MD LAWMAKERS PROPOSE UNIFYING PARKS INTO CHESAPEAKE NATIONAL REC AREA: Maryland lawmakers on Monday announced draft legislation to create a unified Chesapeake National Recreation Area. The proposal would unite a series of park areas and visitor centers owned and operated by the National Park Service as well as privately owned properties along the Chesapeake Bay on a voluntary basis to deliver more federal resources to the region. Meghan McIntyre/Maryland Matters.
SIERRA CLUB TAPS BEN JEALOUS AS EXECUTIVE DIRECTOR: Ben Jealous will become the Sierra Club’s first executive director of color in January, the grassroots environmental organization announced Monday. Jealous, the former president of the NAACP, was the Democratic nominee for Maryland governor in 2018. Since 2020, he has served as the president of People for the American Way. Cassidy Jensen/The Baltimore Sun.
- The Sierra Club’s Board of Directors said Monday that it unanimously selected Jealous for the job, and that he will begin on Jan. 23, 2023. Jealous will be the seventh executive director since the position was created in 1952 and the first person of color to serve in the role.

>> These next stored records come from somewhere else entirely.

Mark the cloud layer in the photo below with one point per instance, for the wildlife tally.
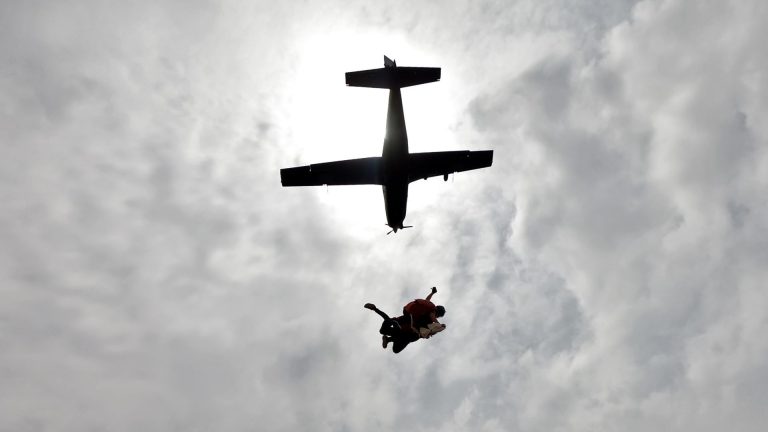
(605, 274)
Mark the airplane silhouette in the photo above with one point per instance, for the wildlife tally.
(396, 167)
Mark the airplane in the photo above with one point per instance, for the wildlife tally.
(396, 168)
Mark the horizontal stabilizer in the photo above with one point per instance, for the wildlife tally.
(424, 165)
(391, 77)
(346, 172)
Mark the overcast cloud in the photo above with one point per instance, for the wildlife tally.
(606, 274)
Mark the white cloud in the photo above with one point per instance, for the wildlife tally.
(604, 274)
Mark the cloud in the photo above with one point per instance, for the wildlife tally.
(604, 274)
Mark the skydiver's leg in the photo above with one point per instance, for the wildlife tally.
(389, 327)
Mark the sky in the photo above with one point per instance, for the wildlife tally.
(607, 273)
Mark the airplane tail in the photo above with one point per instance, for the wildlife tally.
(392, 76)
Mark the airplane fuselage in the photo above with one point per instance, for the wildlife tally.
(394, 162)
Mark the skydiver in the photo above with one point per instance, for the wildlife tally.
(396, 330)
(424, 313)
(419, 320)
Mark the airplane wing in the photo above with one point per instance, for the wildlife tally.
(346, 172)
(392, 77)
(423, 165)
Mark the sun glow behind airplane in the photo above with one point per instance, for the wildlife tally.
(331, 121)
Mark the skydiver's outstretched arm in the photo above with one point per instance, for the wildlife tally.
(373, 307)
(431, 293)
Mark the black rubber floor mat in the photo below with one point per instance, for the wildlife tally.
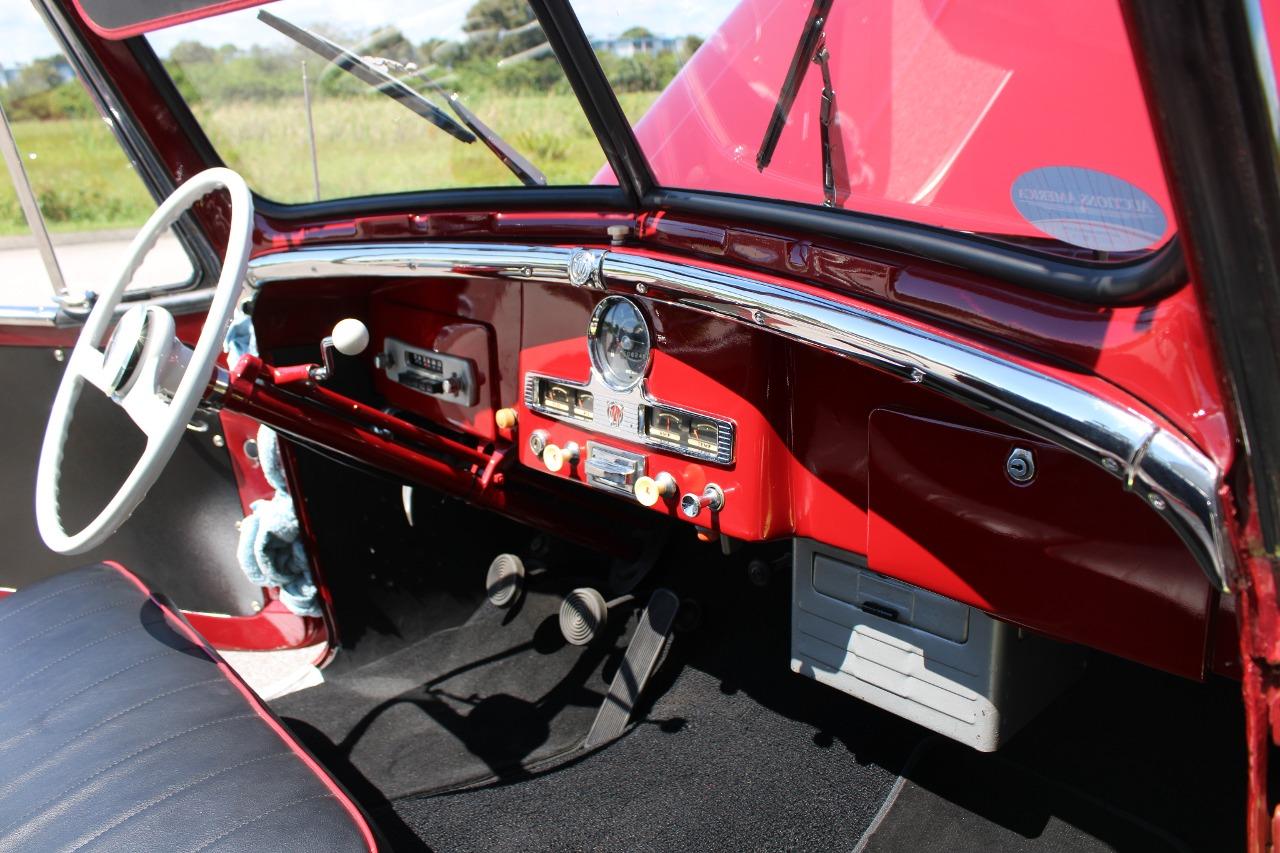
(483, 701)
(952, 798)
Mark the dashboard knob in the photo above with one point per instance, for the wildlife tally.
(350, 336)
(556, 457)
(650, 489)
(712, 497)
(538, 442)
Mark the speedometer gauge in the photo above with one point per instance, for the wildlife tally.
(618, 342)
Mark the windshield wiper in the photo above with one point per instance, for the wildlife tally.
(366, 73)
(809, 50)
(510, 156)
(383, 82)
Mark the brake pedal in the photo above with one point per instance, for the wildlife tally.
(643, 653)
(504, 582)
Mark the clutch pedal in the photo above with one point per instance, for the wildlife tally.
(634, 673)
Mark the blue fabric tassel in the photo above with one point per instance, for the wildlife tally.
(270, 546)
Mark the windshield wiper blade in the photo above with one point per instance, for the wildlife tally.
(504, 151)
(366, 73)
(800, 62)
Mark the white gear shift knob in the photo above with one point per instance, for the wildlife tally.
(350, 336)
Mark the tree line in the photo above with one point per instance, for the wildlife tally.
(502, 50)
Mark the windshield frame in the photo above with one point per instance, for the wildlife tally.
(1070, 278)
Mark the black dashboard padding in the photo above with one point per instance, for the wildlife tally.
(119, 730)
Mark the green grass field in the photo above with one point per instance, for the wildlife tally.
(365, 145)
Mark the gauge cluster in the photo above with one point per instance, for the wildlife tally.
(615, 400)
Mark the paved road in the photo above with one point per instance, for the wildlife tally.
(88, 261)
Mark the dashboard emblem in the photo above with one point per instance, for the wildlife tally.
(583, 269)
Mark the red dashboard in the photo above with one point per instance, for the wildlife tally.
(822, 447)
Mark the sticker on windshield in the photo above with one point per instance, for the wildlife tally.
(1089, 209)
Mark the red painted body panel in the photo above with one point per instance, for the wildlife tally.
(1064, 553)
(940, 108)
(272, 628)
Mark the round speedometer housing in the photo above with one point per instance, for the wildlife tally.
(620, 342)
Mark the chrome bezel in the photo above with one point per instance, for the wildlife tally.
(600, 369)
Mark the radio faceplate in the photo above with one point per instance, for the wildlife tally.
(435, 374)
(631, 415)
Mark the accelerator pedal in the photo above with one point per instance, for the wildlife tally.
(643, 653)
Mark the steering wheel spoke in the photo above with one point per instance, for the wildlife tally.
(154, 378)
(88, 364)
(147, 409)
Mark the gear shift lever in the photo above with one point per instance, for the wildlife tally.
(348, 337)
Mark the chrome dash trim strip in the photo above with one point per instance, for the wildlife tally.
(33, 314)
(1165, 469)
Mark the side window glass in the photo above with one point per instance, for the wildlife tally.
(90, 195)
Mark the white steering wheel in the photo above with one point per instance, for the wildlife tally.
(145, 369)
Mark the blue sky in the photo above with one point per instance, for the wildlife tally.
(26, 37)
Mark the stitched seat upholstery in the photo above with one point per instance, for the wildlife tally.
(120, 731)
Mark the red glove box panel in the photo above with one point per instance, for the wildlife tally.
(1069, 553)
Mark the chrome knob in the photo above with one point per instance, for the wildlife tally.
(556, 457)
(650, 489)
(538, 442)
(712, 497)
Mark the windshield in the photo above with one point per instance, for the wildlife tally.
(325, 99)
(1023, 122)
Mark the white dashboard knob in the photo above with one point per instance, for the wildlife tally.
(556, 457)
(650, 489)
(350, 336)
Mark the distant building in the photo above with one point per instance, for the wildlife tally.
(626, 46)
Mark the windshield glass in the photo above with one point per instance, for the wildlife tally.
(1023, 121)
(327, 99)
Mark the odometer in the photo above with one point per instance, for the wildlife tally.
(618, 342)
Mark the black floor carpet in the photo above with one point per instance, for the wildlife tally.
(489, 699)
(736, 753)
(952, 798)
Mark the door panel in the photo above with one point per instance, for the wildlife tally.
(181, 539)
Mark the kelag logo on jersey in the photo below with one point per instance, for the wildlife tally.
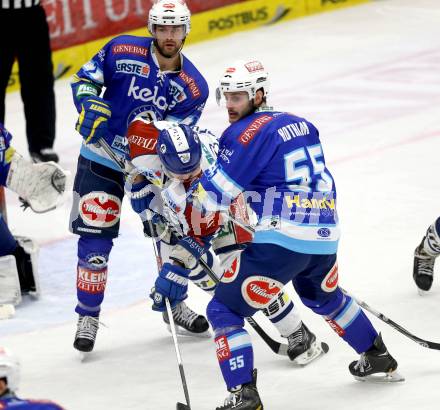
(146, 95)
(133, 67)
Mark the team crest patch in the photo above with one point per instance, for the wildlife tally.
(258, 291)
(230, 274)
(330, 281)
(100, 209)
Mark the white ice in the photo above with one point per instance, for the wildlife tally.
(369, 78)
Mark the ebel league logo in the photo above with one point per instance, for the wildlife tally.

Josh Kurtz/Maryland Matters.
COMPLAINT SAYS BA CO PANEL VIOLATED OPEN MEETINGS LAW: Baltimore County lawyers have two weeks to respond to a constituent’s allegations that the county commission tasked with hashing out policy changes regarding its inspector general is violating state sunshine laws by holding closed-door subcommittee meetings, sometimes with government officials and County Council members. Taylor DeVille/Baltimore Banner.
HIGH COURT LETS FIREARM POSSESSION CONVICTION STAND: The U.S. Supreme Court on Monday declined to hear the appeal of a man who was unaware that a nearly 20-year-old simple assault conviction in Pennsylvania barred him from possessing a firearm in Maryland, leading to his felony conviction for gun possession by a prohibited person. Without comment, the justices let stand a Maryland high court decision that a defendant’s knowledge of being a prohibited person is not an element of the state’s illegal gun possession law. Steve Lash/The Daily Record.
B’MORE IMMIGRATION CHARITY GETS $15M FROM MacKENZIE SCOTT: Billionaire philanthropist MacKenzie Scott gave the Lutheran Immigration and Refugee Service a $15 million donation, the Baltimore-based national nonprofit announced Monday. The gift from the ex-wife of Amazon founder and CEO Jeff Bezos is the largest single donation LIRS has ever received, President and CEO Krish O’Mara Vignarajah said. Cassidy Jensen/The Baltimore Sun.